Atraso nos pagamentos de exportações feitas neste ano por empresas
brasileiras chega a quatro meses
Governo estimulou vendas de produtos ao mercado venezuelano, que vive um
momento de grande escassez
VALDO
CRUZ RENATA
AGOSTINI DE BRASÍLIA
Depois de estimular negócios com a Venezuela, o governo do Brasil agora cobra
do país vizinho "calotes temporários" de exportações de empresas brasileiras
feitas neste ano.
Em alguns casos, o atraso nos pagamentos de produtos vendidos ao mercado
venezuelano, que vive um momento de escassez, chega a quatro meses.
A situação já preocupa os empresários brasileiros, especialmente os que
começaram a negociar mais recentemente com a Venezuela, e levou o governo a
enviar uma missão ao país para tentar solucionar o problema.
Na segunda-feira passada, o ministro Fernando Pimentel (Desenvolvimento) e o
assessor especial da presidente para assuntos internacionais, Marco Aurélio
Garcia, viajaram a Caracas para conversar com autoridades venezuelanas sobre os
atrasos, segundo apurou a Folha.
Oficialmente, a missão brasileira teve como objetivo reforçar a disposição
brasileira de ajudar o parceiro comercial a superar sua crise de abastecimento,
mas os pagamentos atrasados foram um dos temas principais.
Nesta semana, a Venezuela informou que terá de importar 400 mil toneladas de
alimentos de países latino-americanos em novembro e dezembro, sendo que 80 mil
toneladas de carne e grãos virão do Brasil.

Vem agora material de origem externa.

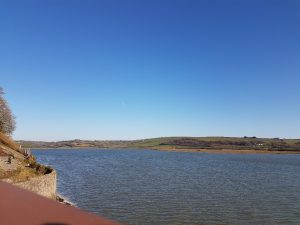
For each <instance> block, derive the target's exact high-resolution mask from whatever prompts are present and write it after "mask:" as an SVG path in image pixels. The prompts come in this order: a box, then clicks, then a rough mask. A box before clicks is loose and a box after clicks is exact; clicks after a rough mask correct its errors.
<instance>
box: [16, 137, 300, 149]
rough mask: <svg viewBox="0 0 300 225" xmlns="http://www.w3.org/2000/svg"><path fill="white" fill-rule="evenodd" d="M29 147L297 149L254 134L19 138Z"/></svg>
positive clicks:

O calote temporário está sendo provocado principalmente pela crise econômica
na Venezuela, que faz o governo local exercer forte controle sobre a saída de
dólares, o que tem atrasado o pagamento de suas importações.
O total dos pagamentos em atraso não é revelado, mas o montante em jogo é
significativo: o Brasil exportou para a Venezuela US$ 3,1 bilhões até setembro.
Segundo um empresário ouvido reservadamente, o maior problema está na
exportação de alimentos, setor que recebeu estímulo do governo brasileiro para
aumentar as vendas à Venezuela diante do quadro de escassez.
A Folha apurou que os atrasos no pagamento de exportações de carnes
bovinas e de frango estão na casa de quatro meses. Até setembro, as vendas
destes produtos à Venezuela somaram US$ 737 milhões. A BR Foods e a JBS são
algumas das empresas que exportam para lá.
Há um histórico de atrasos. Eles, entretanto, nunca foram tão grandes. O
problema começou com o setor de construção pesada.
Neste ano, representantes das empreiteiras reclamaram às autoridades
venezuelanas e os pagamentos, que estavam suspensos, foram parcialmente
retomados.
A Odebrecht, que possui obras importantes no país, como as do metrô de
Caracas, já enfrentou problemas no passado recente.
A relação Brasil/Venezuela ganhou impulso no governo de Luiz Inácio Lula da
Silva e seguiu no mesmo ritmo no de Dilma Rousseff, estimulando parcerias e
defendendo politicamente a administração de Hugo Chávez (1954-2013) e de seu
sucessor Nicolás Maduro.
Parcerias que nem sempre foram bem-sucedidas, como a refinaria Abreu e Lima,
em Pernambuco. O negócio era para ser uma sociedade entre a Petrobras e a
venezuelana PDVSA, que até hoje não colocou dinheiro no projeto.
VIÉS
Casos como esse levaram críticos da oposição a apontar o viés ideológico do
favorecimento à Venezuela. Lula e Chávez foram expoentes da guinada à esquerda
na América Latina nos anos 2000.
A Venezuela inclusive foi integrada ao Mercosul justamente quando o país que
se opunha à sua entrada, o Paraguai, estava suspenso do bloco aduaneiro.
Em 2012, as exportações brasileiras para a Venezuela foram de US$ 5 bilhões.
Este ano, apesar das vendas totais à Venezuela terem caído 17%, os cinco
principais produtos exportados pelo Brasil cresceram quase 30%.
São produtos essenciais em tempos de crise de abastecimento: carne bovina,
bois vivos, carne de frango, açúcar e medicamentos. Produtos como preparação
para elaboração de bebidas também deram um salto de 93%.
Uma crise com os fornecedores brasileiros não interessa aos venezuelanos, já
que o Brasil é o quarto principal fornecedor, atrás de EUA, China e Reino Unido.
No ano passado, o país forneceu quase 10% de tudo o que a Venezuela comprou.